Mobilisierte werden für Erfolg der neuen russischen Offensive sorgen
Eine Analyse von Rafael Fachrutdinow und Michail Moschkin
Im Rahmen der am 21. September begonnenen und am 29. Oktober beendeten Teilmobilmachung wurden 300.000 Männer eingezogen. Nach dem Stand vom 1. November wurden 87.000 von ihnen ins Kampfgebiet geschickt. Diese Angaben führte der Verteidigungsminister Sergei Schoigu während der Sitzung seines Ministeriums an. Eine Woche zuvor, als Schoigu dem Präsidenten die Beendigung der Mobilmachung meldete, nannte er noch eine Anzahl von 82.000 Soldaten. Von diesen würden 41.000 in Kampfeinheiten eingesetzt, berichtete Schoigu. Bei einem Gespräch mit dem Präsidenten betonte er:
"Wir legen besonderen Wert darauf, dass Soldaten vorbereitet, ausgebildet und ausgerüstet [in den Kampf] entsandt werden."
Ins Gebiet der Spezialoperation würden keine Soldaten geschickt, die ihren Grundwehrdienst ableisten und regulär einberufen wurden.

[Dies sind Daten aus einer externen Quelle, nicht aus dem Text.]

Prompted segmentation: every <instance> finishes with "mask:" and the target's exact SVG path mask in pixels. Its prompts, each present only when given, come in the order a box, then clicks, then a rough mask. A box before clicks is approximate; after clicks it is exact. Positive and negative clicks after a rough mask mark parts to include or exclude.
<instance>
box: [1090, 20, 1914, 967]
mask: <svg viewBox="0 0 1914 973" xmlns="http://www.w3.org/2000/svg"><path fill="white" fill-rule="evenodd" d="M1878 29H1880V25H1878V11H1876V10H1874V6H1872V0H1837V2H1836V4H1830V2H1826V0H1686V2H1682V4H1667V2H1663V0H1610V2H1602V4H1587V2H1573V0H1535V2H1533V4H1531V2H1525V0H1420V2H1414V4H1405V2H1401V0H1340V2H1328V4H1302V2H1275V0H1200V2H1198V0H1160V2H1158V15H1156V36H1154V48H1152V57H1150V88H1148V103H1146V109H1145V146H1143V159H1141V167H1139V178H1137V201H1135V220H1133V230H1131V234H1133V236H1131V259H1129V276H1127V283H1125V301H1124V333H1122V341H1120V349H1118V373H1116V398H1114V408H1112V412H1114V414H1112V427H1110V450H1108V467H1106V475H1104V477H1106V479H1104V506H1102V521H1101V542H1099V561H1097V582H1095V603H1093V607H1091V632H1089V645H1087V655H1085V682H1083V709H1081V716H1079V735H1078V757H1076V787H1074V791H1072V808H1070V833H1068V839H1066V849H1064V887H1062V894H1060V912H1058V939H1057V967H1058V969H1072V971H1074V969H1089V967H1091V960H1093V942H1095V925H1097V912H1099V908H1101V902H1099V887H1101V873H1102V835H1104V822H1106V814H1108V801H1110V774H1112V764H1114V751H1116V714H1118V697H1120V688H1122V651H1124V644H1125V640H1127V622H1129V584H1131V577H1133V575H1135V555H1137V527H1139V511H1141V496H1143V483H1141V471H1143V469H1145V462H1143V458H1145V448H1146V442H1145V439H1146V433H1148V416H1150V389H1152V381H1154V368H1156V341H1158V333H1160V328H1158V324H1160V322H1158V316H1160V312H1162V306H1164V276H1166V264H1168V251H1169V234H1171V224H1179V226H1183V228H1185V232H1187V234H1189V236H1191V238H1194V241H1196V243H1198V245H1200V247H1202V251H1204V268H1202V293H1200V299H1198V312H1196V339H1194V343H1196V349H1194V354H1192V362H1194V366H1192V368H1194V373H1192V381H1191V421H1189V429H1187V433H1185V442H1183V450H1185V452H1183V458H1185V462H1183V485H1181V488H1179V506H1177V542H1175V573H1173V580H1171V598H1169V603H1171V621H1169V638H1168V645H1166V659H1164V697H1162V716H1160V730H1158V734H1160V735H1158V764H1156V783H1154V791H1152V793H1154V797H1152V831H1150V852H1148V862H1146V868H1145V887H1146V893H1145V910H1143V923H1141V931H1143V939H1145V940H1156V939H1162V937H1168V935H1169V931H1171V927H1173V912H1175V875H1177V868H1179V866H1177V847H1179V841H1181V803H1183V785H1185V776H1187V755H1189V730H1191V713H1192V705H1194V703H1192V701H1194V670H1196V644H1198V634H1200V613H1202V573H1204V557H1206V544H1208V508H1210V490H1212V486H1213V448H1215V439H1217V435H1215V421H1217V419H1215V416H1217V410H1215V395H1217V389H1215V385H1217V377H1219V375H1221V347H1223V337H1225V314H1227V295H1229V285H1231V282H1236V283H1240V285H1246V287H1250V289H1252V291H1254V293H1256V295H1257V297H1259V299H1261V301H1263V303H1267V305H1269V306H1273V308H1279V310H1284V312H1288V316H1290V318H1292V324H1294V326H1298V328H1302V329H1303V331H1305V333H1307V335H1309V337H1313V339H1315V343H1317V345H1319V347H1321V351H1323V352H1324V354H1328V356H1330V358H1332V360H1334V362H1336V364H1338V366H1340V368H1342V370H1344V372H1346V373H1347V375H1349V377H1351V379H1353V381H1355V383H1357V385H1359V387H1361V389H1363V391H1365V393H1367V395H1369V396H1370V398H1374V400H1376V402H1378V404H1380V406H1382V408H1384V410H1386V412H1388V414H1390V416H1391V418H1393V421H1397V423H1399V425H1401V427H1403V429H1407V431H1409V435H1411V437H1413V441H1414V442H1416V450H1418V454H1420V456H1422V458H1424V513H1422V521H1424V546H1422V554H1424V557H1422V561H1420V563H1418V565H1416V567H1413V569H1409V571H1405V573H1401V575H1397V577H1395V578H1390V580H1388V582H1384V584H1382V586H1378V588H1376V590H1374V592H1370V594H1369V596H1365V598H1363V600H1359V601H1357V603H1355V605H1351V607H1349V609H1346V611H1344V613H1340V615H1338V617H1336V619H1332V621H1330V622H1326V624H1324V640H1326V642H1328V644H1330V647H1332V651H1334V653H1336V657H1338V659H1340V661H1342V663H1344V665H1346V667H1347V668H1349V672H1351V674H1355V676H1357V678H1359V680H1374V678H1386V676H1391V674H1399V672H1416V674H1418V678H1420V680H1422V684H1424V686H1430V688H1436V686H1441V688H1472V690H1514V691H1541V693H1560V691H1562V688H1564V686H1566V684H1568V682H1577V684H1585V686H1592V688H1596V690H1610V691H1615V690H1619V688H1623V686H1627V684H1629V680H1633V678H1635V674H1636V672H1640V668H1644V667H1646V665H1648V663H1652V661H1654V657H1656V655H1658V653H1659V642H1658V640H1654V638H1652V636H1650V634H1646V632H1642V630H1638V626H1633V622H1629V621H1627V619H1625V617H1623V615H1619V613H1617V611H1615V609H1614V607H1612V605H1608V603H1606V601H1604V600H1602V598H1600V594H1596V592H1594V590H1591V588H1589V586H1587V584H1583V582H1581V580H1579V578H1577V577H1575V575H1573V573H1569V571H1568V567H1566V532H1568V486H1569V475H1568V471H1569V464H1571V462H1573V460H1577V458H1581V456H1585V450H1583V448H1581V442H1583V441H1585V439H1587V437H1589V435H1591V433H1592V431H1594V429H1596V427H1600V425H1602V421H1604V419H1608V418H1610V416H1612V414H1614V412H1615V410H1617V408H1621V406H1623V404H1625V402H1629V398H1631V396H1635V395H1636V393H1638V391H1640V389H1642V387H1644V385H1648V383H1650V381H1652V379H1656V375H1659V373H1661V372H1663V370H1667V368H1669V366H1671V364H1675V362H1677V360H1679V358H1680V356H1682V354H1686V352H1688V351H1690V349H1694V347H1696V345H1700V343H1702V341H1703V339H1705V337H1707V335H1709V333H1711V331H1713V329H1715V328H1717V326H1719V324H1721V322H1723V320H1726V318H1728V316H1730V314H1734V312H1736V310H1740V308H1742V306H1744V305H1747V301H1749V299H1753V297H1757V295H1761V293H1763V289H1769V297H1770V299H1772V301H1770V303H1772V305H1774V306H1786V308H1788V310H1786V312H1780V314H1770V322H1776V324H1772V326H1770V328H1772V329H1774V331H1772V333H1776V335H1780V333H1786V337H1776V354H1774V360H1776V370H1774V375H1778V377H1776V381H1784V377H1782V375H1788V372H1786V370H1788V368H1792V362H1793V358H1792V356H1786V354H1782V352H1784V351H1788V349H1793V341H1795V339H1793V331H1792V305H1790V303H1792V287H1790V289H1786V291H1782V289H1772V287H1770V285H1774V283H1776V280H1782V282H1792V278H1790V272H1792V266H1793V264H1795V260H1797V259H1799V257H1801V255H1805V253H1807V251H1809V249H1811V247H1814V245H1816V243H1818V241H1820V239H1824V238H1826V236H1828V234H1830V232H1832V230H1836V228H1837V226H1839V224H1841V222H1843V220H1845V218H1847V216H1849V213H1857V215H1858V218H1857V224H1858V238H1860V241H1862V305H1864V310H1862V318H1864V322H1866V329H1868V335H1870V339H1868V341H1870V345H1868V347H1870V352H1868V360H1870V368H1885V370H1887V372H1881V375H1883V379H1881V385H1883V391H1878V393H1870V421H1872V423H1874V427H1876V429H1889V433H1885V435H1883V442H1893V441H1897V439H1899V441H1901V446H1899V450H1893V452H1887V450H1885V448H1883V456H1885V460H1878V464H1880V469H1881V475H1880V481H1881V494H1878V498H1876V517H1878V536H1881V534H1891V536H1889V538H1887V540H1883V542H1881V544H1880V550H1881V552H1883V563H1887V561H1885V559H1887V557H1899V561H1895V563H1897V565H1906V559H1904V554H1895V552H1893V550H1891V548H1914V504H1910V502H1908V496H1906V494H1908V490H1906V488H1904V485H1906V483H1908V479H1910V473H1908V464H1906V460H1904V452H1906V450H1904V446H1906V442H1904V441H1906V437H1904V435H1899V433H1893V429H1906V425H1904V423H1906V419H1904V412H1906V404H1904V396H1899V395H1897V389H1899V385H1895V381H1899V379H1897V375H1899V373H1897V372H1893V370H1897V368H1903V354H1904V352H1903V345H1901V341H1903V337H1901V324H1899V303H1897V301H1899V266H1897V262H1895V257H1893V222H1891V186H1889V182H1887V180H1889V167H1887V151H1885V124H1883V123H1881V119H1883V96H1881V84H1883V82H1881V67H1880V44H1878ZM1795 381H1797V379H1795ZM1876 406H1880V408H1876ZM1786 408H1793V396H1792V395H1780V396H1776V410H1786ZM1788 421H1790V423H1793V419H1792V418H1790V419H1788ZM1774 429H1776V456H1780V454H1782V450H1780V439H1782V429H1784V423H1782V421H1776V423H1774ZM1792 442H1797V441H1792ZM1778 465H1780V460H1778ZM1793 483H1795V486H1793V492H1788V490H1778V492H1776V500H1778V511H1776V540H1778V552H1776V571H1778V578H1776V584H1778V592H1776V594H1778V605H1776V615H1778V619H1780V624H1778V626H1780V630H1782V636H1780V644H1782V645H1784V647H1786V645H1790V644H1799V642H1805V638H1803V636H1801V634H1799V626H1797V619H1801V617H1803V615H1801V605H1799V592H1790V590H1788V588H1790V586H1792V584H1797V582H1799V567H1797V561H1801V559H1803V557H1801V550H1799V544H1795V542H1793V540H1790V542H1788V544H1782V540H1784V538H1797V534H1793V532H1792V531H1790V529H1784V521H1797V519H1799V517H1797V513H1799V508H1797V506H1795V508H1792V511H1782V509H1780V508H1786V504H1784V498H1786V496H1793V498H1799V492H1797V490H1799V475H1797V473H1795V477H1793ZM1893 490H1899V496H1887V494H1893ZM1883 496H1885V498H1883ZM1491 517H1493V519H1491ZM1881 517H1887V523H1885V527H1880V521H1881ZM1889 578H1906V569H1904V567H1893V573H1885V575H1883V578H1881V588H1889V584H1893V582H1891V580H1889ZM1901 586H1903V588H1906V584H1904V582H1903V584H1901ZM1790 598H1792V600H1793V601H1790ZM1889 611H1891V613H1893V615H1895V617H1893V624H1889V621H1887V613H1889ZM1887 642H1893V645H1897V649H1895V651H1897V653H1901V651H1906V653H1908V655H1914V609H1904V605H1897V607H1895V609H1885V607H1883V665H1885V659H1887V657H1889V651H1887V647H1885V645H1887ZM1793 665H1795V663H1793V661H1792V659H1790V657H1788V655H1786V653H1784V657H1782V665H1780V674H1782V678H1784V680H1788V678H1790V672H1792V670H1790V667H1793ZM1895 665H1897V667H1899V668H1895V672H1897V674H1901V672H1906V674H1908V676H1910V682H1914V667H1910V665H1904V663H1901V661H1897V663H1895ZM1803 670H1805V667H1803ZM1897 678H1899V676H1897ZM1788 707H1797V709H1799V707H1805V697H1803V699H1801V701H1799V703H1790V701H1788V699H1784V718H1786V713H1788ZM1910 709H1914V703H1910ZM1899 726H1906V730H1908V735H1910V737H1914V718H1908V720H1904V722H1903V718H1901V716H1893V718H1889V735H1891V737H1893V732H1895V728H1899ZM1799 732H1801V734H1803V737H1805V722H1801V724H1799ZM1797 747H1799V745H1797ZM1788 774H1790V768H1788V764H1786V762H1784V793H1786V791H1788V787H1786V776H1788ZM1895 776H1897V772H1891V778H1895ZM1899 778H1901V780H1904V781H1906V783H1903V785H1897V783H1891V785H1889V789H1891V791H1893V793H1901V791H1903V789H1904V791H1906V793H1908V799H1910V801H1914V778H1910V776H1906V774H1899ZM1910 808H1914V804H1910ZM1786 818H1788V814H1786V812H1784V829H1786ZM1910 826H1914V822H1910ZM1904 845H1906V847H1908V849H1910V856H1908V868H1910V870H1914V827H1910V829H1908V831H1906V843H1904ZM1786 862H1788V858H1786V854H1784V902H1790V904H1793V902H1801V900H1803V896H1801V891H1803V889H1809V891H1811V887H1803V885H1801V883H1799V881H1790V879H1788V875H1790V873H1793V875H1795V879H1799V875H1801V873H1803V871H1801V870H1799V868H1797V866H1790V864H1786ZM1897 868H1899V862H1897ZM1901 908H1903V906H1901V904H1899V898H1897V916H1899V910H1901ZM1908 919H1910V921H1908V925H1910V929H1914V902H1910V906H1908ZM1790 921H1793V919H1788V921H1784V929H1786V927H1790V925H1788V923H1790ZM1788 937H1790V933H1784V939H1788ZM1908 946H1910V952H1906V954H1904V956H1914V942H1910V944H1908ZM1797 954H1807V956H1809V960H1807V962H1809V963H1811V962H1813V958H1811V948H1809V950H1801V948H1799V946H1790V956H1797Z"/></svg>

Alle, die ihren Grundwehrdienst beenden, werden anschließend nach Hause geschickt, erklärte der Verteidigungsminister.
Die im Rahmen der Teilmobilmachung Eingezogenen erhalten eine Ausbildung von etwa 3.000 Instrukteuren mit Kampferfahrung aus der Spezialoperation, zitierte die Nachrichtenagentur RIA Nowosti Schoigu am 1. November. Die Lehrpläne konzentrieren sich auf die Ausbildung unter Feldbedingungen, den Einsatz von Mitteln der Nachrichtenübermittlung sowie Navigation und Aufklärung, sagte der Minister. Laut Schoigu werden in Ausbildungszentren unter anderem Besatzungsmitglieder für Panzer und Kampffahrzeuge, Artilleristen, Scharfschützen, Spezialisten für Drohnen und elektronische Kriegsführung vorbereitet.
Außerdem wies der Verteidigungsminister die Befehlshaber der Wehrkreise und der Nordflotte (die seit 2020 den Status eines Wehrkreises hat) auf die Notwendigkeit hin, neu formierte Verbände gemeinsam mit denjenigen Verbänden einzusetzen, die an der Spezialoperation in der Ukraine bereits teilnehmen.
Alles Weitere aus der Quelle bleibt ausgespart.